CALGARY — Get Smart and Stevie Knicks are lounging in the penthouse pasture. Blackstone After Party is having sex.
Rodeo announcers constantly refer to bucking stock as athletes and point out their performance accounts for half a rider’s total score.
With rodeos across Canada cancelled this summer because of the COVID-19 pandemic, broncs and bulls can’t use home gyms and treadmills like their human counterparts do to stay in shape.
“It’s just like a human athlete. If you sit around and do nothing, you’re going to get fat,” said Ross Lewis, who owns a dozen bulls in the Wild Hoggs Bucking Bulls company.
“That’s what these guys are doing. They don’t have a job right now. A big part of their day is walking from where they’re laying down 20 feet to the feeder, eating and then walking back 20 feet and laying down again.”
Blackstone After Party — Rodeo Canada’s bull of the year in 2019 — weighs well over half a tonne and got a job requiring some physical exertion.
“We just sent him out on Saturday to breed cows,” said Curtis Sawyer of Outlaw Buckers Rodeo. “All our heavy-hitters are going out this year to breed cows. Normally they wouldn’t. They’d be rodeoing.”
A few Wild Hoggs bulls will also be performing a service that’s often reserved for their retirement.
“Because they’ve got no rodeos to go to, they’ll spend their summer with the ladies,” Lewis said.
The Calgary Stampede rodeo in July is among almost 50 Canadian rodeos, along with multiple Professional Bull Riders Canada events, cancelled or postponed because of the pandemic.
That leaves a lot of bucking stock with nothing to do.
Northcott Macza Rodeo’s star steeds Get Smart and Stevie Knicks were named Canada’s top saddle bronc and bareback horses of 2019 respectively. They’re pastured, but get daily grain to ensure they’re ready if and when there are rodeos again in 2020.
“They’re on the best pasture I got,” Ward Macza said. “I go give them three or four pounds of grain a day just to keep them half-assed in shape.
“They look as good as they ever have. The only problem is there’s no place to go.”
If rodeos were on the horizon, broncs would get taken out for a jog with saddle horses. Bulls might get put in a pen with a sand pit for them to dig with their horns and strengthen their muscles.
“If we knew we were going to go in a month, we’d start exercising them and changing their feed and getting them more prepared,” Sawyer said.
Ranch manager Tyler Kraft says horses walk several kilometres a day on the Calgary Stampede’s 8,800 hectares near Hanna, Alta.

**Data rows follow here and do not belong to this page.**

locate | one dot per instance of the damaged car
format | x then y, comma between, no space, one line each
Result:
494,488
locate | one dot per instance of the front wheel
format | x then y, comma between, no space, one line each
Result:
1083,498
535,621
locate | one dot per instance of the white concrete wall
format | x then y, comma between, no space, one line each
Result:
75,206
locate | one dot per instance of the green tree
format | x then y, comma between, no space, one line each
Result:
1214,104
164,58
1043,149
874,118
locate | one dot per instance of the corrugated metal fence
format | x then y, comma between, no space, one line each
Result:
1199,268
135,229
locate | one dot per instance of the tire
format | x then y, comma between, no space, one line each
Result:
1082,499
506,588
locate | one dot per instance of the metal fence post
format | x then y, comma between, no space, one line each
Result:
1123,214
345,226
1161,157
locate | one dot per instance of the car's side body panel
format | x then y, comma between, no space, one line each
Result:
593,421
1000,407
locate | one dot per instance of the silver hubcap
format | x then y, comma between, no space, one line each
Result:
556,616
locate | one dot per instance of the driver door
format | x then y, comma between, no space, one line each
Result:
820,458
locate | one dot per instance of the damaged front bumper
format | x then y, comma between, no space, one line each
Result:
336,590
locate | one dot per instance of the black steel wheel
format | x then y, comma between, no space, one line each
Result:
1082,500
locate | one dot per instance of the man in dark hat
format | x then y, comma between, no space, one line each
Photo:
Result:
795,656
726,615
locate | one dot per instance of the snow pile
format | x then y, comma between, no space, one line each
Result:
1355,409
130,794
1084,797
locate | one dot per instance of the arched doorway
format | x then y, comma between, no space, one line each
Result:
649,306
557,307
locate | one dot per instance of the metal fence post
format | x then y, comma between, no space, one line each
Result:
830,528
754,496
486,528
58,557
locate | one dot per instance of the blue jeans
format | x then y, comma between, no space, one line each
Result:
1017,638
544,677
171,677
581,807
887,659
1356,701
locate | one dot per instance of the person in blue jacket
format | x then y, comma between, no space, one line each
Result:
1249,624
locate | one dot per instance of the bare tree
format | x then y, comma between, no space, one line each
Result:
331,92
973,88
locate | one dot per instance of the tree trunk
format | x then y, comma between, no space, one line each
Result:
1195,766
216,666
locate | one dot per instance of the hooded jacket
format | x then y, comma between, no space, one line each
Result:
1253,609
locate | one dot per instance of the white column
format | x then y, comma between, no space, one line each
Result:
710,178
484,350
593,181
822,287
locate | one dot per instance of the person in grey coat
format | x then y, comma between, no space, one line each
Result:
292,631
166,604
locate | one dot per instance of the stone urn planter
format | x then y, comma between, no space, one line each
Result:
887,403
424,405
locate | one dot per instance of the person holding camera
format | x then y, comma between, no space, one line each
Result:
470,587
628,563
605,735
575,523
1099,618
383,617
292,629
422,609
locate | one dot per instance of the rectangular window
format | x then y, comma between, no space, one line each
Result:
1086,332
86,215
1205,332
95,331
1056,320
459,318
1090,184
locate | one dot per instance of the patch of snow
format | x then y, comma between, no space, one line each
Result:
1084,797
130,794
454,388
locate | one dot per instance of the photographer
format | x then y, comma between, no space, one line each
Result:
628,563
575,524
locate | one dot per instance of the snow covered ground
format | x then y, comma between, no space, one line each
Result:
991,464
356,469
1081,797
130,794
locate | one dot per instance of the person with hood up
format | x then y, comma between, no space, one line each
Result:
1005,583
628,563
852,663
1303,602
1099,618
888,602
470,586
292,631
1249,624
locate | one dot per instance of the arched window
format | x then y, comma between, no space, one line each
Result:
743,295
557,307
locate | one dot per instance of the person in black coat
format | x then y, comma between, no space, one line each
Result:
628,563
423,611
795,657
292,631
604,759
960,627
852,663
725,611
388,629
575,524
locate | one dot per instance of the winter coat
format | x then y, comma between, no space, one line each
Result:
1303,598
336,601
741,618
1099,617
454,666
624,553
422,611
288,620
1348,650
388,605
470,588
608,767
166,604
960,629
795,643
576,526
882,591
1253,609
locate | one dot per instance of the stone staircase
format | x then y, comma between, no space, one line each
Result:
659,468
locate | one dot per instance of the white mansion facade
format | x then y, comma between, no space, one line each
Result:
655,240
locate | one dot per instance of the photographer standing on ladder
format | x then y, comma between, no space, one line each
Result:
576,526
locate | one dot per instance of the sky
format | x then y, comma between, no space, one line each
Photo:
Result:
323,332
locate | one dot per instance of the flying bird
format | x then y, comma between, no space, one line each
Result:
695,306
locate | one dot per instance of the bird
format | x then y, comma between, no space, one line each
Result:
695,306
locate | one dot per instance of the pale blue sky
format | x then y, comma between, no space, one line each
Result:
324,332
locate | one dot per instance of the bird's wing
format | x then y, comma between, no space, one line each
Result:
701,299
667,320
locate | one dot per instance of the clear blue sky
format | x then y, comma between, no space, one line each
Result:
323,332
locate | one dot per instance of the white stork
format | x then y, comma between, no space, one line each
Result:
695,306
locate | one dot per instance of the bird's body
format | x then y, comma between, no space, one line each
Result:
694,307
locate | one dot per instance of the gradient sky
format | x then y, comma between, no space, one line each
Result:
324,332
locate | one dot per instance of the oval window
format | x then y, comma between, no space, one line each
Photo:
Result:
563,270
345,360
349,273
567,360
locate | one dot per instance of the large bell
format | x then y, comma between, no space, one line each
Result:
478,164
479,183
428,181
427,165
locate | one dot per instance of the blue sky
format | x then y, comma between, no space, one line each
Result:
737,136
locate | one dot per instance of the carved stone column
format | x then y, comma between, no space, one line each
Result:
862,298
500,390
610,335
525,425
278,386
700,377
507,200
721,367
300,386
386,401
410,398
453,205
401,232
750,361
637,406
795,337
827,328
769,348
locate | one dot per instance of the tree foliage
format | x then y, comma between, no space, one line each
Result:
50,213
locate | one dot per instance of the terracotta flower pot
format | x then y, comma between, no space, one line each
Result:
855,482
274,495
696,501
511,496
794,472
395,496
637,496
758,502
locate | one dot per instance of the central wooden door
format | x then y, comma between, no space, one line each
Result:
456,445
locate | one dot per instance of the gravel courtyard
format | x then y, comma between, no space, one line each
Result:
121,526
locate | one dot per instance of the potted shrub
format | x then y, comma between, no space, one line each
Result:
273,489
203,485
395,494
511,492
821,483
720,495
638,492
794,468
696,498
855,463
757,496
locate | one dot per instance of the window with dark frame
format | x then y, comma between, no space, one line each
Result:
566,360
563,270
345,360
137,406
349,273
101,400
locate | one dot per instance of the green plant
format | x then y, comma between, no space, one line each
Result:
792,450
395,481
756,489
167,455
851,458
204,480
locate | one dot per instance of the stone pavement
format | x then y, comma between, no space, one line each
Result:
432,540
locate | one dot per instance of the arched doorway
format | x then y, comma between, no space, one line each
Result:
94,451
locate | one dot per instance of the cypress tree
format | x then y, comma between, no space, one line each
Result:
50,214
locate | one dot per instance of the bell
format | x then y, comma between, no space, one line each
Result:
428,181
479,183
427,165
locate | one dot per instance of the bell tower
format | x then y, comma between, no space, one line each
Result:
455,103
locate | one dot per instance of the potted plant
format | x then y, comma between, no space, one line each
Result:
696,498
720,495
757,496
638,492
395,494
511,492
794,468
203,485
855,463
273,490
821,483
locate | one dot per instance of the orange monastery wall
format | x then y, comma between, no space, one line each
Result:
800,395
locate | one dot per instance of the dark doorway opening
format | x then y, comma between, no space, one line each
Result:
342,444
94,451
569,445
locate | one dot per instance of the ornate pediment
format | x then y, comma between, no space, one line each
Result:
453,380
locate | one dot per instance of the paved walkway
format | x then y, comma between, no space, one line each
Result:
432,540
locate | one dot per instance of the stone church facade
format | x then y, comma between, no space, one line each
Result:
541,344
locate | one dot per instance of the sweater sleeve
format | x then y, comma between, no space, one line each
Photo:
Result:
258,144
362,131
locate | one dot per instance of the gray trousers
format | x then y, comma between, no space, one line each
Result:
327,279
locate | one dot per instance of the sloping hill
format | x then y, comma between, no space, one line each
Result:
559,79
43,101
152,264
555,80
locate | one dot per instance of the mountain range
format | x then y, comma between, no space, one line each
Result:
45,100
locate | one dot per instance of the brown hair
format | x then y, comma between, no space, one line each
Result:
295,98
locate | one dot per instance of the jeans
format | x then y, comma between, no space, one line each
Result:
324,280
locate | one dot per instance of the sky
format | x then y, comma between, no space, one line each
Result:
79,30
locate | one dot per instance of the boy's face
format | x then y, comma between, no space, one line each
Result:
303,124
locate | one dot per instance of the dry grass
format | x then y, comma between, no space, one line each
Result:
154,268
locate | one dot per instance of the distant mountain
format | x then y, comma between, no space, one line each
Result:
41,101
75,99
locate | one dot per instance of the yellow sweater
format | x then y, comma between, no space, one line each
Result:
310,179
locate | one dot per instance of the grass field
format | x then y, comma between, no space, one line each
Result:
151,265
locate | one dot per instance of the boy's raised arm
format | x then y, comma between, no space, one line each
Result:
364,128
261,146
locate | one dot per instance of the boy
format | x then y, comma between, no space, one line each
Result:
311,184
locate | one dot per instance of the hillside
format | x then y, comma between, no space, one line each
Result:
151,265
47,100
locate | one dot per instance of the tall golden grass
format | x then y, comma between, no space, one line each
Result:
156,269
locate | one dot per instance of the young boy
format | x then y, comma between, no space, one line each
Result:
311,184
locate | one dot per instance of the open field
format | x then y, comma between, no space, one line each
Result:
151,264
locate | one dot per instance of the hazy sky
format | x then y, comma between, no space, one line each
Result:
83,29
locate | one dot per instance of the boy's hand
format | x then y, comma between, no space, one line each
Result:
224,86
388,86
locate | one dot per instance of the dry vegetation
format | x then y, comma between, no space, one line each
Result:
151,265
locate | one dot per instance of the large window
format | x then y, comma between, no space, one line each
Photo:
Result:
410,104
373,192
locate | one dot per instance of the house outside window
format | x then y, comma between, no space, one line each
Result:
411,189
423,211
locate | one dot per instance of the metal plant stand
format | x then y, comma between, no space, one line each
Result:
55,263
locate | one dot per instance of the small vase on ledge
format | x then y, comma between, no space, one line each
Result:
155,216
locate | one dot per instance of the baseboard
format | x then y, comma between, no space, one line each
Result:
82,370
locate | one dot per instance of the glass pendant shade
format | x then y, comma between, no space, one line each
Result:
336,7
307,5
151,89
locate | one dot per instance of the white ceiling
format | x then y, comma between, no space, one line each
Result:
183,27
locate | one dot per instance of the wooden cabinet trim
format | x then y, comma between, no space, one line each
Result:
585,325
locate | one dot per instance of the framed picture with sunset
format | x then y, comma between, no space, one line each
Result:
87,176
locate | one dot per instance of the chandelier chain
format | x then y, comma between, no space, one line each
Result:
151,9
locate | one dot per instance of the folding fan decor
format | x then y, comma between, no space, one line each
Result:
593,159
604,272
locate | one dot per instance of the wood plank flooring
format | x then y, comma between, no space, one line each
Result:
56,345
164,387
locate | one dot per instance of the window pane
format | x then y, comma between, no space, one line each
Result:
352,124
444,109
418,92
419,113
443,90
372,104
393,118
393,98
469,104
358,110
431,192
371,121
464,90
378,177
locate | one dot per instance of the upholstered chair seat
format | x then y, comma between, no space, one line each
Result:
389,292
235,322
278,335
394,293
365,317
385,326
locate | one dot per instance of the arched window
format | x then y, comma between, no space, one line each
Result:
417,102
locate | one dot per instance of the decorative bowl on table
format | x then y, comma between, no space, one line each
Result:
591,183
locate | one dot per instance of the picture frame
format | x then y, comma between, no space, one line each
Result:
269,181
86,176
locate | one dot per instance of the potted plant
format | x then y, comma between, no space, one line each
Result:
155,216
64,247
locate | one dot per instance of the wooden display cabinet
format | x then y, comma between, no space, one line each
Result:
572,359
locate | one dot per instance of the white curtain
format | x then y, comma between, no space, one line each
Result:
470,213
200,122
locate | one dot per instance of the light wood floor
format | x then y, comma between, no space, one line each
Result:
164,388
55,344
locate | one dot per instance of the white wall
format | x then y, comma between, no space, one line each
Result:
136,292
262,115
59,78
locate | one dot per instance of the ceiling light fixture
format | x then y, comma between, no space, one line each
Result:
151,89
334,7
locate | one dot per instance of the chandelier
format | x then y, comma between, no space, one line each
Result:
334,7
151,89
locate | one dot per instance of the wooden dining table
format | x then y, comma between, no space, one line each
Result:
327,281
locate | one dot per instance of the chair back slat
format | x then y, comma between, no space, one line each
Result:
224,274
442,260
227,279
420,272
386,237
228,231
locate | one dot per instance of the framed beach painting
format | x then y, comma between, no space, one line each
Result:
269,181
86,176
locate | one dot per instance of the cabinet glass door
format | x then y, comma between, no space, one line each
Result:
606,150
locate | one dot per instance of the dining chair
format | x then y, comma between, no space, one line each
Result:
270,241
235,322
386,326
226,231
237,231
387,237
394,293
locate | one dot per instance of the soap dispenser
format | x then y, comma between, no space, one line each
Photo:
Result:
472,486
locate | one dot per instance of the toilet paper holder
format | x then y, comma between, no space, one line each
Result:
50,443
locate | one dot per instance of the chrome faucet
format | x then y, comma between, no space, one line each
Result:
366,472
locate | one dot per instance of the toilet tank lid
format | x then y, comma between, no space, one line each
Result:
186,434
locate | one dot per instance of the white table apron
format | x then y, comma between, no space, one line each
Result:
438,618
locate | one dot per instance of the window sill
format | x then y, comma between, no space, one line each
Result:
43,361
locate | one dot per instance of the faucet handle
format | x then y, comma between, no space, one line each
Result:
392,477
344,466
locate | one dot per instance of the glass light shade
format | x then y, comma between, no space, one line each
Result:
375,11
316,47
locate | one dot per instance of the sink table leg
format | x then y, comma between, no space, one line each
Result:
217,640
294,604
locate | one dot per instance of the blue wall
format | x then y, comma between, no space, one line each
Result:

“They’re keeping themselves maintained by going to water and we spread salt and minerals out strategically to give them the most amount of exercise,” Kraft explained.
The Wild Hoggs herd of bulls near Nanton, Alta., has feed troughs at the bottom of a hill and water at the top.
“They’ve got to make that trip twice or three times a day,” Lewis said. “In my opinion, the bulls are like teenagers. If you keep them active, they’re going to be active, but if you let them get lazy, they’re going to be lazy.”
Stock contractors agree bulls and broncs will buck the next time a rider drops on their back. Opinions are mixed on how well those muscles will fire after months of inactivity.
“It’ll take some time,” Sawyer said. “When you get going in the spring, it takes them a few weeks to get back on track and it’s going to be the same once we get going.
“It’ll take some trips and some miles just to get back in fighting shape I’d guess you’d call it.”
Veteran contractor Wayne Vold allows that bulls might come out of the chutes sluggish the first few times, but believes his broncs won’t miss a beat.
“I believe they buck better when they’re fresher,” Vold said. “I’m not worried about them bucking one bit.”
Experienced, mature broncs like Stampede Warrior or Tiger Warrior won’t be rusty when rodeos reboot, according to Kraft.
“They’re going to buck at the top of their game any day of the week,” he said.
Like human athletes, however, their careers are finite.
What pains owners is their star bulls and broncs might not perform at rodeos at all in 2020.
“Blackstone is eight years old now and he’ll be at least nine before we use him again,” Sawyer said. “That’s getting up in the twilight of his career. He’s kind of missing the end of his career.”
At 18 years old, Get Smart is the Tom Brady of rodeo. Five times Canada’s saddle bronc horse of the year, the gelding is performing and winning well into what would be retirement years for most broncs.
“Being that he’s so old, you know he only has so much time left,” Macza said. “If you skip out a year, it’s gone. Never to return.
“If it’s a young animal, you know you’ve got six, seven, eight more years left. Unfortunately he doesn’t. His age is against him.”